Cızırdayarak parlayan floresan lambalar var artık...Hava kabarcıkları...Tükürüğümle boğulmamak için suni destek! Ha bir de garipçe tıkırdayan bir saat! Okuma anları için... Nöbetler ne nöbetidir bilmem! Koğuşumu izlerken, beklerken ağır ağır saniyeler akıyor, her dakikada yorgun bir çatırtı! Çatırdayan dakikalar için koşan saniyeler...Yavaş, kendini bir önceki dakikadan sökerek diğerine taşıyor.
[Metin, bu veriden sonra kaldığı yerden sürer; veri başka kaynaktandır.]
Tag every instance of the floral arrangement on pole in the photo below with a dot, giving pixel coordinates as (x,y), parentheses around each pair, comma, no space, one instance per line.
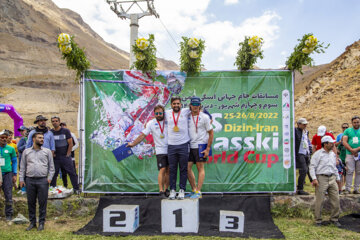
(191,50)
(301,55)
(144,51)
(74,56)
(249,52)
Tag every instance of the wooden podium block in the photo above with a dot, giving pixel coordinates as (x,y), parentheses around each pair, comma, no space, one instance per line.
(231,221)
(121,218)
(180,216)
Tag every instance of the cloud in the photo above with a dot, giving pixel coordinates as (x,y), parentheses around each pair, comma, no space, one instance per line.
(180,18)
(231,2)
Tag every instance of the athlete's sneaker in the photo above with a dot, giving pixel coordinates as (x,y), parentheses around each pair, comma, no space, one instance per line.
(167,192)
(181,194)
(162,194)
(196,195)
(188,195)
(172,194)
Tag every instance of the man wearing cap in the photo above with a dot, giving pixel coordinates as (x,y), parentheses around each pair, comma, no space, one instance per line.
(38,167)
(303,152)
(325,177)
(8,163)
(75,146)
(21,145)
(49,141)
(158,129)
(62,156)
(316,141)
(201,135)
(351,141)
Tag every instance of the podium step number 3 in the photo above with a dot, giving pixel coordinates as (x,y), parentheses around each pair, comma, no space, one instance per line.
(180,216)
(231,221)
(121,218)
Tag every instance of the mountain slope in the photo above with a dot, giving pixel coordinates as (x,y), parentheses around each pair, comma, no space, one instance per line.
(330,95)
(33,77)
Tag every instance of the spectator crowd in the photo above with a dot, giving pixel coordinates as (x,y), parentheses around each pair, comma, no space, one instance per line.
(41,153)
(36,158)
(329,163)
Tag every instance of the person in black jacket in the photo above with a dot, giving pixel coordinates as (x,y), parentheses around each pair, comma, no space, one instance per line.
(303,151)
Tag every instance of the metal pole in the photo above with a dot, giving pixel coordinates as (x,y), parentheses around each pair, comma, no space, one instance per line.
(134,27)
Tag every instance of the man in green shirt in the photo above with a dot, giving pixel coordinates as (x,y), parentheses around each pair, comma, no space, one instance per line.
(351,141)
(8,163)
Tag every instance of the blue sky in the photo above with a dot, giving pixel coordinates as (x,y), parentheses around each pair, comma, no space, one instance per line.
(224,23)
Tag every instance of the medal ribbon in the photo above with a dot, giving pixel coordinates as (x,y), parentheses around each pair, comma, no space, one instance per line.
(197,120)
(161,128)
(177,119)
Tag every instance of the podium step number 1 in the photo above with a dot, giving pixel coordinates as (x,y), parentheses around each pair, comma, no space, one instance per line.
(231,221)
(121,218)
(180,216)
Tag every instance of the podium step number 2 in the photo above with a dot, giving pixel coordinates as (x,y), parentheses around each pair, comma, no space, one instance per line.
(180,216)
(231,221)
(121,218)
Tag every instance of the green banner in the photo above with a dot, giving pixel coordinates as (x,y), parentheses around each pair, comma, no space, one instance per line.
(252,111)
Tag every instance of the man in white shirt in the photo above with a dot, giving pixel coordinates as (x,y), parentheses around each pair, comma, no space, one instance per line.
(158,129)
(178,145)
(201,137)
(325,177)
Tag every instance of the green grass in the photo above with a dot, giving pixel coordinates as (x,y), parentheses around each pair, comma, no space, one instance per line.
(62,228)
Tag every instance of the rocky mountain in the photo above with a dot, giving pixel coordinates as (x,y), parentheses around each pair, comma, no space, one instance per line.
(329,94)
(33,77)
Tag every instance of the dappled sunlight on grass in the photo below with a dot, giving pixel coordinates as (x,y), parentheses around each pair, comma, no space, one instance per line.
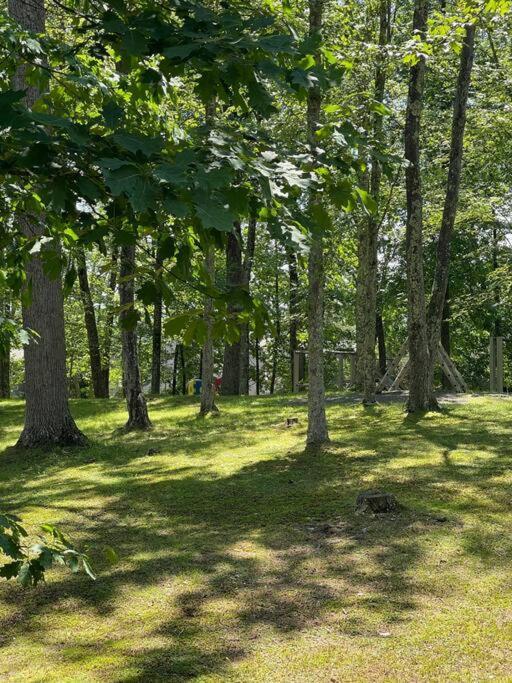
(242,557)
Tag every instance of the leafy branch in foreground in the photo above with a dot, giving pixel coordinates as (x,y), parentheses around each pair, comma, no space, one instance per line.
(29,562)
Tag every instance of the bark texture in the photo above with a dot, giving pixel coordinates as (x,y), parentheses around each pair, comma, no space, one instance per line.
(156,355)
(109,323)
(420,395)
(5,361)
(293,309)
(138,417)
(231,365)
(317,423)
(246,279)
(366,291)
(207,365)
(440,284)
(93,342)
(48,419)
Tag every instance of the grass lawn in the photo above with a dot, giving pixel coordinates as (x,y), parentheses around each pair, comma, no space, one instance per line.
(242,558)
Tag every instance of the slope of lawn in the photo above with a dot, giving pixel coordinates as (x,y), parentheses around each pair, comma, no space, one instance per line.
(242,558)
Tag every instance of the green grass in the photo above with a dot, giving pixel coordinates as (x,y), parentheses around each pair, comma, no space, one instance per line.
(227,570)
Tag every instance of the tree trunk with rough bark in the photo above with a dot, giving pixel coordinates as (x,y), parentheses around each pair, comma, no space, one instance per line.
(231,365)
(317,422)
(207,369)
(5,361)
(48,419)
(366,292)
(246,279)
(277,338)
(109,323)
(440,284)
(138,417)
(93,342)
(420,396)
(293,309)
(156,357)
(381,343)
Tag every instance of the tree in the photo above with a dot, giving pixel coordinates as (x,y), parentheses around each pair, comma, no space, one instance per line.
(366,293)
(47,416)
(97,371)
(207,370)
(138,417)
(246,279)
(156,356)
(438,299)
(317,422)
(234,276)
(420,397)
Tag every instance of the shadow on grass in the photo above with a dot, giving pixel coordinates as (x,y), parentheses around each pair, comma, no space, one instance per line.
(320,562)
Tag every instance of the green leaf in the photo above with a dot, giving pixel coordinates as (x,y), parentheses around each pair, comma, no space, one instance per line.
(173,326)
(368,202)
Kokusu aynı cam misafirhanelerde balıklar gider...Balıklar gelir...Aynı floresanın altında okumalar, aynı floresanın karşısında yansımalar...O cızırdar, saniye koşar, dakikaya çatırdar! Baloncuklar patlar...Kediler doğar... Balıklar susar... Susar... "Su"-sar! "Sar"-sar!
Hayırlar ola!!

16 Ekim 2009 Cuma

Balıklar Da Uyur!

Şehrin en güzel saati! Koku ise dayanılmaz! Şaşırtıcı ama devamlı güncellenip zıvanadan çıkan projelerimi bir kenara bırakırsam sanırım burayı sevdim. Rüya görüyorum...Belki de oksijensizlik kafama vurdu; halüsinasyon görüyorum. Ne fark eder?! Mutluyum...
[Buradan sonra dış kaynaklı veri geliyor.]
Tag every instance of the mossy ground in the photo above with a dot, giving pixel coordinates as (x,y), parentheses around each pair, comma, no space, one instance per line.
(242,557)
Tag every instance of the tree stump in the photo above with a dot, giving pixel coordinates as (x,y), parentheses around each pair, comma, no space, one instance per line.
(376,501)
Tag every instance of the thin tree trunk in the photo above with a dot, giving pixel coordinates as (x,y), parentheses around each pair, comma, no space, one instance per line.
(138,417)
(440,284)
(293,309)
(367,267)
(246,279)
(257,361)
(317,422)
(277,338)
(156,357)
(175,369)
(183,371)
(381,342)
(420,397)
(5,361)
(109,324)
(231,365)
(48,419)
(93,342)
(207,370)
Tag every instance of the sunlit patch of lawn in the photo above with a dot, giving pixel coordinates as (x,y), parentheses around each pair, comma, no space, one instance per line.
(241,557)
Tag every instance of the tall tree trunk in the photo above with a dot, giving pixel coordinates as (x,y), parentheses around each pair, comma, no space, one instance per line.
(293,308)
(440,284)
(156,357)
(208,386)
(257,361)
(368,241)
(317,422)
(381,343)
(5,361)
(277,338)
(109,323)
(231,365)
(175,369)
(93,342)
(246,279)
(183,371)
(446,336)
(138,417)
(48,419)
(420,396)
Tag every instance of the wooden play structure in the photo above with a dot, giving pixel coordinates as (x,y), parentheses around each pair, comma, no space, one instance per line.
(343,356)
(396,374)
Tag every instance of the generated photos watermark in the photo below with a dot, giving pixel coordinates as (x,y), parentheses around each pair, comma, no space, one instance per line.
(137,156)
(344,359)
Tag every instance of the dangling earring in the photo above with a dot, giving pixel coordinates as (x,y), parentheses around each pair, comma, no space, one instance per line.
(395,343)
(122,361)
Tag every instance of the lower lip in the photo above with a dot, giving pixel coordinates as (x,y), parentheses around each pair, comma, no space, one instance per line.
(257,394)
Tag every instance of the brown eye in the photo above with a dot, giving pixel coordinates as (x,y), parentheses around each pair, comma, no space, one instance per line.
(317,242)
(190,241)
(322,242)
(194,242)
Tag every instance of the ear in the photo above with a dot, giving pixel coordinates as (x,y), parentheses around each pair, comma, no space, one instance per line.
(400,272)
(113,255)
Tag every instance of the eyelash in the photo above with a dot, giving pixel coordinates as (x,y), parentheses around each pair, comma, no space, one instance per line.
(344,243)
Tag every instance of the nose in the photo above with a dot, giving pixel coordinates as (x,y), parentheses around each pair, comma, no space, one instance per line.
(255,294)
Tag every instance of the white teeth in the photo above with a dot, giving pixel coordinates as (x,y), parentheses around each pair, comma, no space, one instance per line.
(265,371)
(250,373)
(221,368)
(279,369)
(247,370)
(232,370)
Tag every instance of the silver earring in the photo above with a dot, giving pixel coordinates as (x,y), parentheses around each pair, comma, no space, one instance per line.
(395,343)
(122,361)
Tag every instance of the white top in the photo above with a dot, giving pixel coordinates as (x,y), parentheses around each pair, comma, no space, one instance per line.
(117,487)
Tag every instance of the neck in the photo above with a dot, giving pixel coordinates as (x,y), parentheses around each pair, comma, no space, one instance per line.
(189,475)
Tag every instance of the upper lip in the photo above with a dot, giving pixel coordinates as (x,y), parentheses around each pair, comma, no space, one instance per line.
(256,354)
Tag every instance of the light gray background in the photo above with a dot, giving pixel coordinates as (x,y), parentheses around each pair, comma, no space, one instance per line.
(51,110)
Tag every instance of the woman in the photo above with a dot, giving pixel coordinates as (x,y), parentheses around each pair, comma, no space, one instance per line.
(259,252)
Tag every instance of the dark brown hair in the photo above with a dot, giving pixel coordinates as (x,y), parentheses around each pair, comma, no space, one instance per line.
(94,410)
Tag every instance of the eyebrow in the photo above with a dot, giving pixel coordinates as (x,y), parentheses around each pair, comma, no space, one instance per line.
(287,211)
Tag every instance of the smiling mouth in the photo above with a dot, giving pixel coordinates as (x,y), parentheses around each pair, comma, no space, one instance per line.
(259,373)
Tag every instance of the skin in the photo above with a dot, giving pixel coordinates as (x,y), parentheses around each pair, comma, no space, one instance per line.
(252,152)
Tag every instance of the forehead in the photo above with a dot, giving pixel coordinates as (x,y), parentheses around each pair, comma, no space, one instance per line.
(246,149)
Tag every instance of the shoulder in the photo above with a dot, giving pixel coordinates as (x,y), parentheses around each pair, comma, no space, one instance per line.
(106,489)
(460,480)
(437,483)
Her insanın yıldızı varmış...Halt etmiş onlar! O yıldızlar balıkların! Gözlerimle görürdüm, mort olan her balık suya yansıyan ışıkları biraz daha söndürüyordu. Buraya geldiğimden beri gördüm ki insanlar yıldızlara sahip olamayacak kadar bencil! Kendi parıltılarına sarılıyor hepsi, yıldızlar umurlarında değil! Belki de yıldızlara kafa tutuyor, şapşallar!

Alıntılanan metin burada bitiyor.